Моя заминка сказала все сама за себя.

— Не суть важно, — произнесла она. — Оставайся с нами, а мы будем платить тебе зарплату. Таким образом, ты сможешь накопить себе на билет, а не перекладывать все заботы на матушку.

Она сообщила все это вполне участливо, но почва из-под ног у меня была уже выбита. Всю дорогу я думал, что попасть домой, в Англию — дело нехитрое. Впрочем, по большому счету я переживал, что меня посередь моря укокошит Уиттл, и на возвращение не особо рассчитывал. Если я и задумывался, что буду делать, если каким-то чудом уцелею, то всегда полагал, что способ вернуться домой я рано или поздно найду.
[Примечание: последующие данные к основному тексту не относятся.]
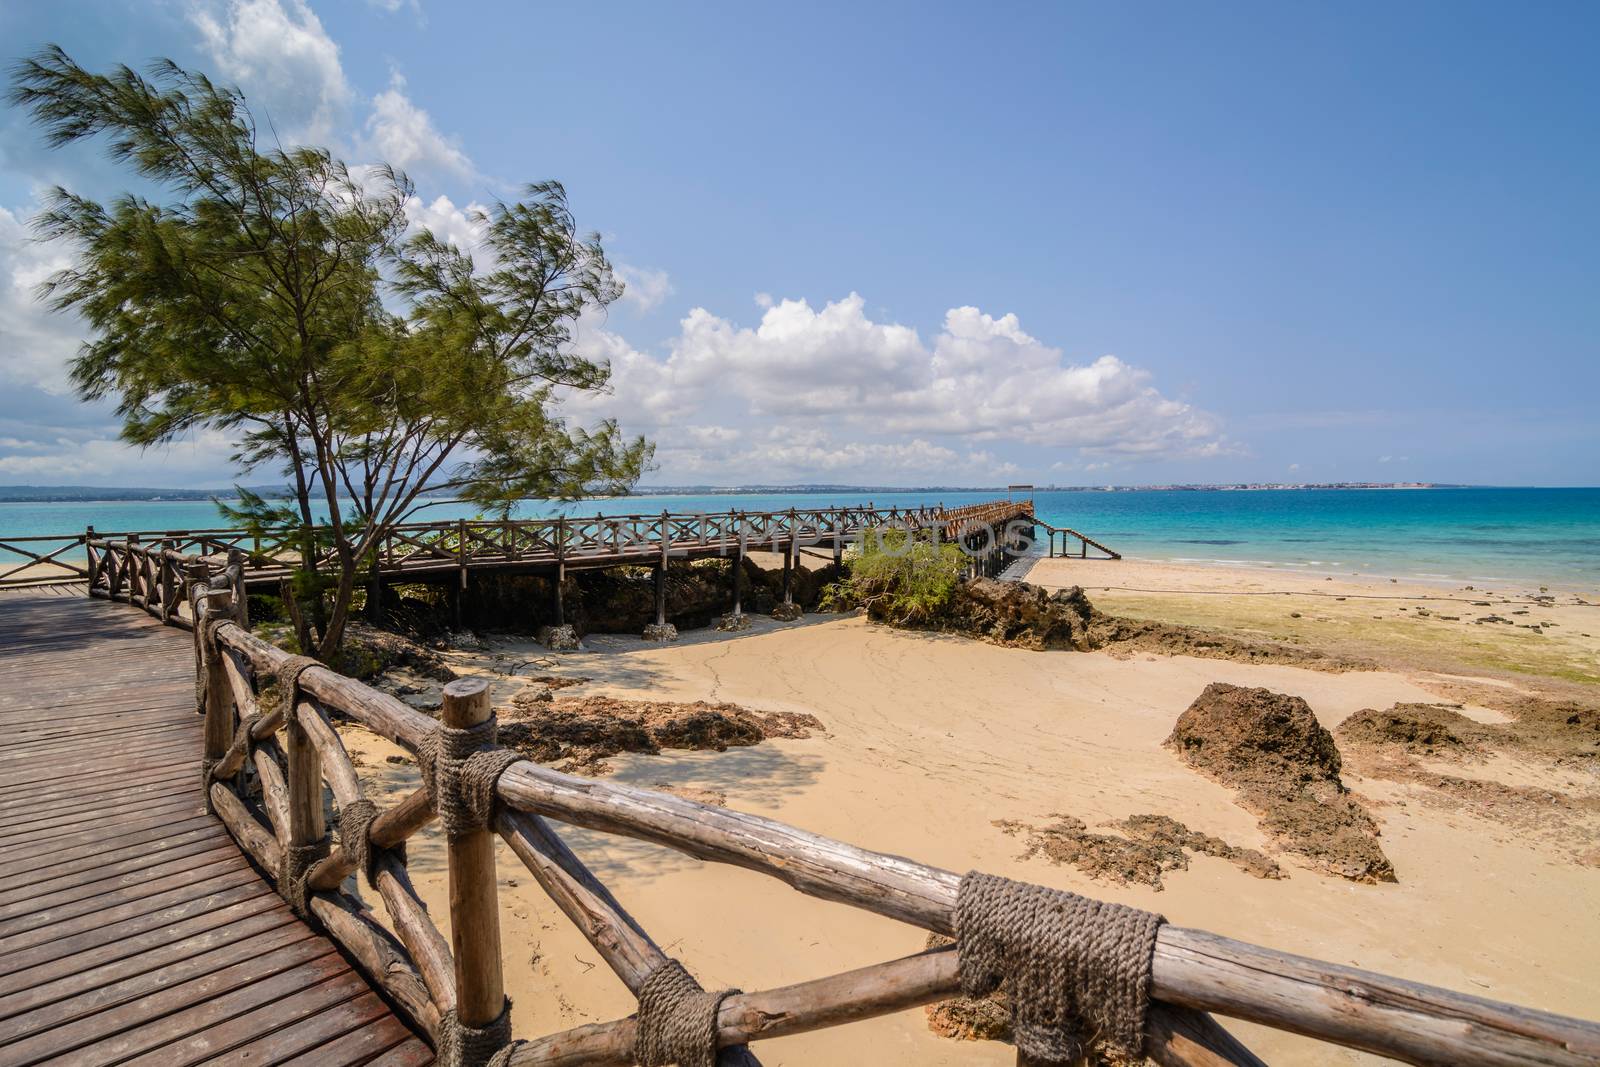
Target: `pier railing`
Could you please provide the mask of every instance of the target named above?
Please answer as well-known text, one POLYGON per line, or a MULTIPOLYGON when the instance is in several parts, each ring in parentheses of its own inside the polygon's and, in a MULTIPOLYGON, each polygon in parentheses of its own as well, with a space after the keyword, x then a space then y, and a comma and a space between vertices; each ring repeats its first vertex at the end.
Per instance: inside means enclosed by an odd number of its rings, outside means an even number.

Предложение Сары казалось выходом из положения. Все, что мне было нужно, так это остаться здесь на срок, достаточный, чтобы заработать на проезд на корабле. Это явно было лучше, чем просить матушку истратить все сбережения. Я подумал, что должен преисполниться благодарности. Однако вместо этого я испытывал смешанные чувства.

— Похоже, это прекрасная идея, — произнес я наконец.

— Чудесно. Мы сообщим матушке о твоих планах.

— А ты не думаешь, что Мэйбл будет возражать?

— Ой, она может слегка поныть и пожалиться. Но мы не будем обращать на нее внимания.

К этому моменту мы проехали те дома, что я мог разглядеть из окна своей спальни. Однако появились другие. Они были поменьше и лепились ближе друг к дружке. Вскоре они выстроились вдоль дороги сплошной чередой. Появились уличные фонари и, насколько я мог видеть, перед нами простирался вдаль город.

Похоже, мы очутились на главной улице. Сара забрала у меня поводья и притормозила Гаубицу. Мы обогнали несколько саней и людей верхом. Я оглядел всех всадников, не то что бы ожидая узнать в ком-то из них Уиттла, а так, на всякий случай.

Большинство горожан двигались пешком, входя и выходя из множества рынков, магазинов и учреждений. Большинство заведений, похоже, были закрыты, но некоторые все же работали.

За высоким зданием гостиницы Сара свернула на обочину. Мы вылезли из саней, и она привязала вожжи к коновязи. Проследовав по тротуару, мы вошли в заведение под вывеской «Вестерн Юнион». Внутри никого не было, кроме человека за стойкой.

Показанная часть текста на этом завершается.